Better Than Chocolate

Better Than Chocolate [DVD]

Better Than Chocolate [DVD]

Better than Chocolate (1999) dir. Anne Wheeler

以前見たのは間違いないのだが、ほとんど覚えていなかったので、再視聴というより気分的にははじめて見る映画。

で、なんでほとんど覚えていないのか、わかった。基本的にはとても気分良く見られるのだが、気分良く軽く見られすぎて、印象が流れてしまうのだ。ちょっと良くできたテレビドラマのおもむき。

運命の恋人!みたいなのにいきなり出会って仲良くなる冒頭からはじまって、とにかくかわいくて軽くて気分の良いロマンチック・コメディではあるのだが、それを超えて「引っかかってくる」部分がない。全体に非常に安易。
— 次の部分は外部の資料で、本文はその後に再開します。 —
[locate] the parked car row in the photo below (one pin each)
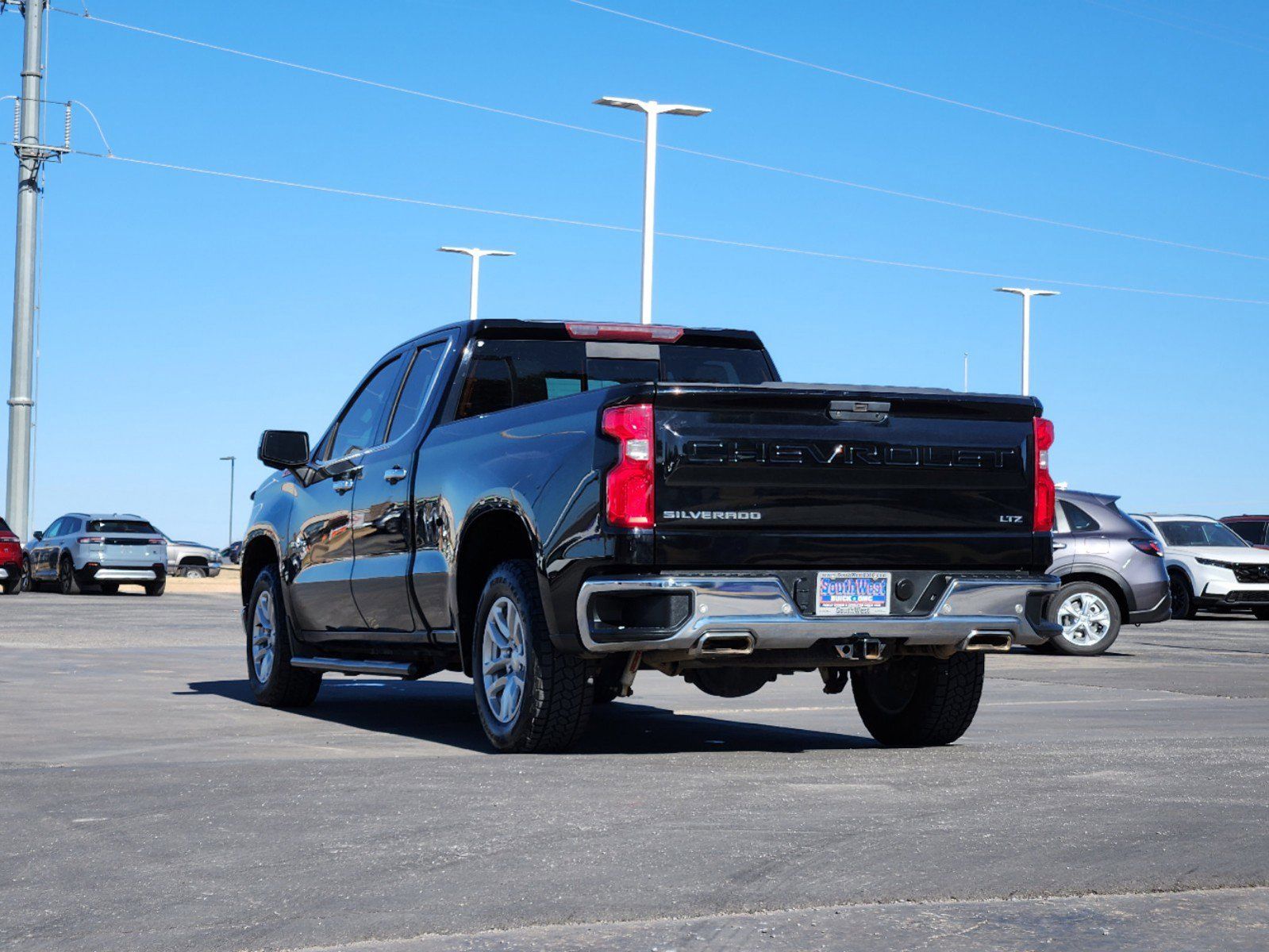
(1118, 569)
(101, 552)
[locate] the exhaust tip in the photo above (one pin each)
(989, 641)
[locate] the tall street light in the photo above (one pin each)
(1027, 295)
(233, 461)
(652, 109)
(476, 254)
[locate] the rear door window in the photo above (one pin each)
(506, 374)
(1079, 520)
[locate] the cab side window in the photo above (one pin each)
(1079, 520)
(415, 389)
(360, 425)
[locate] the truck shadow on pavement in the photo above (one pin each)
(444, 712)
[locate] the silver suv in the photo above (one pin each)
(83, 551)
(1209, 565)
(1112, 573)
(190, 560)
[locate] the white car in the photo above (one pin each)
(1209, 565)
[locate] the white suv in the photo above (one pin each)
(1209, 565)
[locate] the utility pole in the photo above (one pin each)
(233, 460)
(31, 156)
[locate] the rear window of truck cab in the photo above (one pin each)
(506, 374)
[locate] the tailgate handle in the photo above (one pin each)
(859, 410)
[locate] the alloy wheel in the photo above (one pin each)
(1085, 619)
(504, 660)
(264, 638)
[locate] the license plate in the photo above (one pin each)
(852, 593)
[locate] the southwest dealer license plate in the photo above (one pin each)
(852, 593)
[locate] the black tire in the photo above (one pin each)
(919, 701)
(283, 685)
(1183, 597)
(66, 584)
(555, 704)
(1063, 644)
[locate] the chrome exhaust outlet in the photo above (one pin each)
(726, 643)
(989, 641)
(862, 651)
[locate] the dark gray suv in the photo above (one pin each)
(1112, 571)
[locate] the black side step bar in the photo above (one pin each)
(385, 670)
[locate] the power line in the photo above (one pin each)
(553, 220)
(909, 90)
(745, 163)
(1179, 25)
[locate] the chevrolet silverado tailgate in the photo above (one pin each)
(782, 474)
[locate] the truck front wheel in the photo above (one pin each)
(531, 697)
(919, 701)
(275, 682)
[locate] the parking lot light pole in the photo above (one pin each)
(1027, 295)
(475, 254)
(233, 463)
(652, 109)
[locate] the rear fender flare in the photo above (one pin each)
(1110, 577)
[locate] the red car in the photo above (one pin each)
(1252, 528)
(10, 562)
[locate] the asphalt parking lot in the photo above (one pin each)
(1113, 803)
ただ、それは必ずしも悪いことではないとは思う。余りいらいらせずに楽しめるレズビアン・ロマンチック・コメディがあったって良いわけで、だから、10年近く前のこととはいえこの作品が結構な人気を博したのも理解できる。主役の二人も、人物造形がたりない気はするものの、ロマンチック・コメディとして見れば、ラブラブぶりがかわいらしいので良いのかもしれない。

離婚してきたママが、娘のセクシュアリティに戸惑いつつ、トランス女性のお友達に感化されつつ、少しずつ元気に幸せになっていくのも、安易といえば実に実に安易なのだが、気持ちは良い。バイのお友達があっけらかんとバイで、それが特に何も問題にならないのもいい。トランス女性のお友達ががっつりと意中のダイクの心を射止めるのも、筋書きとしてはなにそれどこからそういうことに、という驚愕の強引さではあるけれども、後味はいい。

親へのカムアウトの問題にはじまって、検閲の問題だの、レズビアンからのトランス・ハラスメントの問題だの、母娘の世代間交流(衝突を含めた)だの、ホモフォビックな暴力の問題だの、いろいろな問題に少しずつ触れているのに、そのどれもがどうもきちんと描ききれていないというか、教科書的なお行儀の良い扱いで終わっているのが、つまらないといえばつまらないのだが、しかし、そういう教科書的なお行儀の良さすらなかなか手に入らないことを思えば、これは貴重だ。10年前の映画なんだし。

2008年の段階でレズビアンを描いた映画として評価しようとすればそれほど高くは評価できないのかもしれないのだが、ロマンチック・コメディというジャンルものだと思えば十分以上に楽しめる、という感じだろうか。